Millions of Iraqis turned out to vote yesterday, defying anti-US insurgents determined to drown the historic poll in blood.
Suicide bombs and mortar fire shadowed the event, the first multi-party election in 50 years, killing at least 36 people. But still voters came out in force, many with resolve, some with fanfare and others with their faces hidden.
Even in Fallujah, the devastated Sunni city west of Baghdad that was a militant stronghold until a US assault in November, a slow stream of people turned out, confounding expectations.
"We want to be like other Iraqis, we don't want to always be in opposition," said Ahmed Jassim, smiling after voting.
Casting his vote, interim Prime Minister Ayad Allawi called it "the first time the Iraqis will determine their destiny." The head of the main Shiite cleric-endorsed ticket, Abdul-Aziz al-Hakim, said: "God willing, the elections will be good ... Today's voting is very important."
Despite the heavy attacks that began two hours after polls opened, turnout was brisk in many Shiite Muslim and mixed Shiite-Sunni neighborhoods, both in Baghdad and in southern cities like Basra.
Even in the small town of Askan in the so-called "triangle of death" south of Baghdad -- a mixed Sunni-Shiite area -- 20 people waited in line at each of several polling centers. More walked toward the polls.
"This is democracy," said an elderly woman in a black abaya, Karfia Abbasi, holding up a thumb stained with purple ink to prove she had voted.
In one sign of potential trouble, polls at first were deserted in mostly Sunni Muslim cities like Fallujah, Ramadi and Samarra around Baghdad, and in the restive, heavily Sunni northern city of Mosul.
By midday, however, hundreds of people were voting in Samarra and several hundred people were voting on Mosul's eastern side, which includes both Kurdish and Arab neighborhoods.
There were still big pockets with little turnout, though, and clashes had erupted between insurgents and Iraqi soldiers in western Mosul. In Baghdad's mainly Sunni area of Azamiyah, the neighborhood's four polling centers did not open yesterday, residents said. In Beiji, a Sunni insurgent stronghold in northern Iraq, polling centers were all but deserted.
The chief UN adviser to the Iraqi election commission, Carlos Valenzuela, said turnout seemed to be good in most places, although he cautioned it was too early to know for sure.
He said there were some voters in Fallujah and Ramadi.

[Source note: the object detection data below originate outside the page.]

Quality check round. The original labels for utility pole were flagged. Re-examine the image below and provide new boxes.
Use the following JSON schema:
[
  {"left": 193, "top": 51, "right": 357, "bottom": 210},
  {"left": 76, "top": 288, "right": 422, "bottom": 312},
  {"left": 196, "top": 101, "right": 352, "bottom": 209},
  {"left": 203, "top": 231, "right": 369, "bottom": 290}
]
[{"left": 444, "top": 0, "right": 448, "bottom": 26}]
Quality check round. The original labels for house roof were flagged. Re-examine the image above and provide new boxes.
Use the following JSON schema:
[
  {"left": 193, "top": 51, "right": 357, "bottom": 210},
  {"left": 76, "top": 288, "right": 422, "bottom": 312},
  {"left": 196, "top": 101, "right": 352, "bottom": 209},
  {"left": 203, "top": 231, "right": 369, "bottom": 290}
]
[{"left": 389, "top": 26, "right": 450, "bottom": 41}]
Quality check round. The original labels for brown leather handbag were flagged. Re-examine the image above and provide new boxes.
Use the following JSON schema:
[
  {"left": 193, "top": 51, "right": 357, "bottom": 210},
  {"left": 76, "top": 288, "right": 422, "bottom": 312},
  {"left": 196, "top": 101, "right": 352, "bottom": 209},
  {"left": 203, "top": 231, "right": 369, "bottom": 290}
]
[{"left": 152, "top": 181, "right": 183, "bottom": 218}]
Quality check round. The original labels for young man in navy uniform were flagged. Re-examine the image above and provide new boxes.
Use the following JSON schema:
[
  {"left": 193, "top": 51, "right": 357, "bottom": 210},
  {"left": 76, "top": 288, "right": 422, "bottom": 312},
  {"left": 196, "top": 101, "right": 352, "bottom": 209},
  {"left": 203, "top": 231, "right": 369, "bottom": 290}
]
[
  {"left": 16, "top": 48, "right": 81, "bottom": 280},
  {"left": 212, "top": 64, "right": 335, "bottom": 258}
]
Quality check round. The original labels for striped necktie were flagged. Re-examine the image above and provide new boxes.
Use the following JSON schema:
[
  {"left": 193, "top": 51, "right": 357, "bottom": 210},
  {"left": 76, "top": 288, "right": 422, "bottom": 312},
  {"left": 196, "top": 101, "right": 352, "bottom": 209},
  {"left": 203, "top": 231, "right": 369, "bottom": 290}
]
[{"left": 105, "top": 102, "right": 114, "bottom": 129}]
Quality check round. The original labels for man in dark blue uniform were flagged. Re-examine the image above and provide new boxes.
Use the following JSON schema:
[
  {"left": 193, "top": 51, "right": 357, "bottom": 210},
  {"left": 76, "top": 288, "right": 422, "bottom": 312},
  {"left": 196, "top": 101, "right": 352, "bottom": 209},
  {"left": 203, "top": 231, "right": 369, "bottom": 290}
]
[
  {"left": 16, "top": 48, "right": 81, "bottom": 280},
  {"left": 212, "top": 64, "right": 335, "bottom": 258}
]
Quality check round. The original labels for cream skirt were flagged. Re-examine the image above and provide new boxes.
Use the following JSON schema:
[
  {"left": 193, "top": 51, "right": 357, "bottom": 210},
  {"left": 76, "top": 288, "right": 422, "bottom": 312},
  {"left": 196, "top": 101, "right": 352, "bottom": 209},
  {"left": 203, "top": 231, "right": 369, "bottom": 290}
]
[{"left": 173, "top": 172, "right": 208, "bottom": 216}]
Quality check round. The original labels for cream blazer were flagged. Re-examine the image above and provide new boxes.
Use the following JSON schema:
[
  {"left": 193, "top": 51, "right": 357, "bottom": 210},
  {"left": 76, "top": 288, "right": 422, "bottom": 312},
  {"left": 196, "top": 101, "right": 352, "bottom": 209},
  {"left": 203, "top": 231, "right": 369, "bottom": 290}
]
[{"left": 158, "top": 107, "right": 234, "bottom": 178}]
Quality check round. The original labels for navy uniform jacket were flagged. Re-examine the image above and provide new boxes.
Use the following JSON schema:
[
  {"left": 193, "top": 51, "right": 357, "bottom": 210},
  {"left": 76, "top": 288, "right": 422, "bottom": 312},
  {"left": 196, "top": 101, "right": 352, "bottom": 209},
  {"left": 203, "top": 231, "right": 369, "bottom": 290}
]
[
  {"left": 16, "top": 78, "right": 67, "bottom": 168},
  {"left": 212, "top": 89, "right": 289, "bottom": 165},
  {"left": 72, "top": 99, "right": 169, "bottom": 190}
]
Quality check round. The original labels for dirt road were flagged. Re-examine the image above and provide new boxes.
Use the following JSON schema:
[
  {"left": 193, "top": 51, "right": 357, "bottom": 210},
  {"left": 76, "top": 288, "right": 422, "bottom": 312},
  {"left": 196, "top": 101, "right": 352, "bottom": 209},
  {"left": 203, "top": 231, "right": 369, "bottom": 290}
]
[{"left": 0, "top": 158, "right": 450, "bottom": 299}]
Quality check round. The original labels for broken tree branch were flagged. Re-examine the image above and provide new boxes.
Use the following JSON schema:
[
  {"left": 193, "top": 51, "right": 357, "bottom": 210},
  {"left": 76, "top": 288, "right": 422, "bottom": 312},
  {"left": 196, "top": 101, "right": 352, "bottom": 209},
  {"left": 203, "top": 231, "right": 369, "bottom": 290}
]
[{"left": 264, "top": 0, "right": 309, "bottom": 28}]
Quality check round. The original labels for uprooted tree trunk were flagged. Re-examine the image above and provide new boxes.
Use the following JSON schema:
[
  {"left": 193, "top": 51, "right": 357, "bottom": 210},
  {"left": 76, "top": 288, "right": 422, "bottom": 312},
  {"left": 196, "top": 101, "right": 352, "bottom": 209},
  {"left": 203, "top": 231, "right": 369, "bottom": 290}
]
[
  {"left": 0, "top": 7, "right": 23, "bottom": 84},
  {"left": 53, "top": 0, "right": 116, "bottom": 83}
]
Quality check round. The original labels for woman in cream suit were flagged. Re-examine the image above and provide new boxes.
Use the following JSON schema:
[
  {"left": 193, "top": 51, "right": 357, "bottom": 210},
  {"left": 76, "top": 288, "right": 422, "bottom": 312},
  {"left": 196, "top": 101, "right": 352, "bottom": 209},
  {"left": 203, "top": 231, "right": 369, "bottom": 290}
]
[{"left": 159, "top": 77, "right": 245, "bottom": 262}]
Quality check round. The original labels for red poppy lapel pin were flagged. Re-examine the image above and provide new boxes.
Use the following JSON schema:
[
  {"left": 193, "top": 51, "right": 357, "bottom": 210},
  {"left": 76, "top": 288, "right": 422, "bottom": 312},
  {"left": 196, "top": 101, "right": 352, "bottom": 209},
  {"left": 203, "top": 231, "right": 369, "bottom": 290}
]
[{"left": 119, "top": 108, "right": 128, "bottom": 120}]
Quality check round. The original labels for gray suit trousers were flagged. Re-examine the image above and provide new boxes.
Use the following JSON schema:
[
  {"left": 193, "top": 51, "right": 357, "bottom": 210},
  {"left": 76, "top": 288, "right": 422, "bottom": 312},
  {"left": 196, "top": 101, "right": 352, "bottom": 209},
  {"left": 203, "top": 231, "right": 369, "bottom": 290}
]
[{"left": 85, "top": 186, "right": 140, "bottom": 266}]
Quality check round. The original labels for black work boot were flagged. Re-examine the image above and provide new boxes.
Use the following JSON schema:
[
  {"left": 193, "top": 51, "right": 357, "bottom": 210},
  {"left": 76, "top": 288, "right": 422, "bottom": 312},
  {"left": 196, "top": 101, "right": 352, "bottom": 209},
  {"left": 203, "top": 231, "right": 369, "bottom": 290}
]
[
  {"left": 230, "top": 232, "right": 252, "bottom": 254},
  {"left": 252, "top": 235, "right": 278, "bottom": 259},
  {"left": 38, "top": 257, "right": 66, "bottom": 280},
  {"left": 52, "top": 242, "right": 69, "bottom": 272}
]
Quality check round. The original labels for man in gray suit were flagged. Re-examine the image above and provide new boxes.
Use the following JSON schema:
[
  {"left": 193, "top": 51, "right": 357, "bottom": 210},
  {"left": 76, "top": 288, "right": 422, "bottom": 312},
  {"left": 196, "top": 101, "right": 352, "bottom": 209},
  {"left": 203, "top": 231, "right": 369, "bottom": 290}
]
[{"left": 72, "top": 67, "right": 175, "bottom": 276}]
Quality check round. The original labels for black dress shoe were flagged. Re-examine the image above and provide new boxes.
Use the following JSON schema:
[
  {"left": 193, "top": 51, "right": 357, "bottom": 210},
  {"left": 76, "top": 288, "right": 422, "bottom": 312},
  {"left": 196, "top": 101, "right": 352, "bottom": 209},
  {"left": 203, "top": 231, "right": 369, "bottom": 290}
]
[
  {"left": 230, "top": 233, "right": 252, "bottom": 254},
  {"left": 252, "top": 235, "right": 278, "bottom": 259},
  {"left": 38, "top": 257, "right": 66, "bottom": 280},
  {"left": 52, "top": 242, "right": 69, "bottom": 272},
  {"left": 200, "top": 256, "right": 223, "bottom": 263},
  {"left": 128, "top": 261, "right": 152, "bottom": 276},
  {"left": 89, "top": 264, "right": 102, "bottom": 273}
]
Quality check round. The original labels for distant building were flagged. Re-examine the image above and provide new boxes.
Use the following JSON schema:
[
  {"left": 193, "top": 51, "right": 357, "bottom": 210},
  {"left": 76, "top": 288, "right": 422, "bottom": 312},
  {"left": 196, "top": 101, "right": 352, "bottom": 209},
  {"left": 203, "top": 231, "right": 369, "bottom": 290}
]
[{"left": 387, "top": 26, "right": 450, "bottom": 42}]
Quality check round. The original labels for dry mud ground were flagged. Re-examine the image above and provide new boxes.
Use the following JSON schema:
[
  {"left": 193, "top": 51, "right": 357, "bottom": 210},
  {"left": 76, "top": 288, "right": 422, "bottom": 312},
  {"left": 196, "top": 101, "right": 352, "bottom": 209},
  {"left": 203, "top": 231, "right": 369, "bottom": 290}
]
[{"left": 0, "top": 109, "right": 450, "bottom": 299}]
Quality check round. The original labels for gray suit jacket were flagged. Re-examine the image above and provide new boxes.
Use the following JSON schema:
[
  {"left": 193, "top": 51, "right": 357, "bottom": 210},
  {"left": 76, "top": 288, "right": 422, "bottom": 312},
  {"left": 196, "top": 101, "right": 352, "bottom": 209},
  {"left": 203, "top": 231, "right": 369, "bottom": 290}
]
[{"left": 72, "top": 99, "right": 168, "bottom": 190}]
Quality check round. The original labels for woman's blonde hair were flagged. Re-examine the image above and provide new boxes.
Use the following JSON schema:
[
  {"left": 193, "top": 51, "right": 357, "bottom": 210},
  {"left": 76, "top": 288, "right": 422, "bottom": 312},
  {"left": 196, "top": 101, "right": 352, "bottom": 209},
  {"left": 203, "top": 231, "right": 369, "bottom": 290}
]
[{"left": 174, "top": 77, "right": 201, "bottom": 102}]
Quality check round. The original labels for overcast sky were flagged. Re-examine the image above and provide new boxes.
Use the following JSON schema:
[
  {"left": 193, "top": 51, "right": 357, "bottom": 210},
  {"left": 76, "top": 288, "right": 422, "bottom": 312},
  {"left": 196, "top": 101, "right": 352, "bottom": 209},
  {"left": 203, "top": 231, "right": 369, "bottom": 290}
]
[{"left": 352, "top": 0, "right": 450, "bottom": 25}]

"There have been a number of attacks of course, as expected," Valenzuela said.
But, he said: "These attacks have not stopped the operations."
Asked if reports of better-than-expected turnout in areas where Sunni and Shiite Muslims live together indicated that a Sunni cleric boycott effort had failed, one of the main groups pushing the boycott seemed subdued.
"The association's call for a boycott of the election was not a fatwa [religious edict], but only a statement," said Association of Muslim Scholars spokesman Omar Ragheb. "It was never a question of something religiously prohibited or permitted. We never sought to force anyone to boycott."
Across Iraq, joy broke out in places as the day went on. At one polling place in Baghdad, Iraqi soldiers and voters joined hands in a dance.
Another polling site in Baghdad ran out of ballots and was trying to get more, US officials said.
At another in eastern Baghdad, an Iraqi policeman in a black ski mask tucked his AK-47 assault rifle under one arm and held the hand of an elderly blind woman to guide her to the polls.
A driving ban seemed to discourage car bombs. But the insurgents improvised: Several used belts of explosives rather than cars rigged with bombs to launch their suicide missions.
In the most deadly attack, a suicide bomber blew himself up at a polling station in western Baghdad, killing himself, three policemen and a civilian, officials said.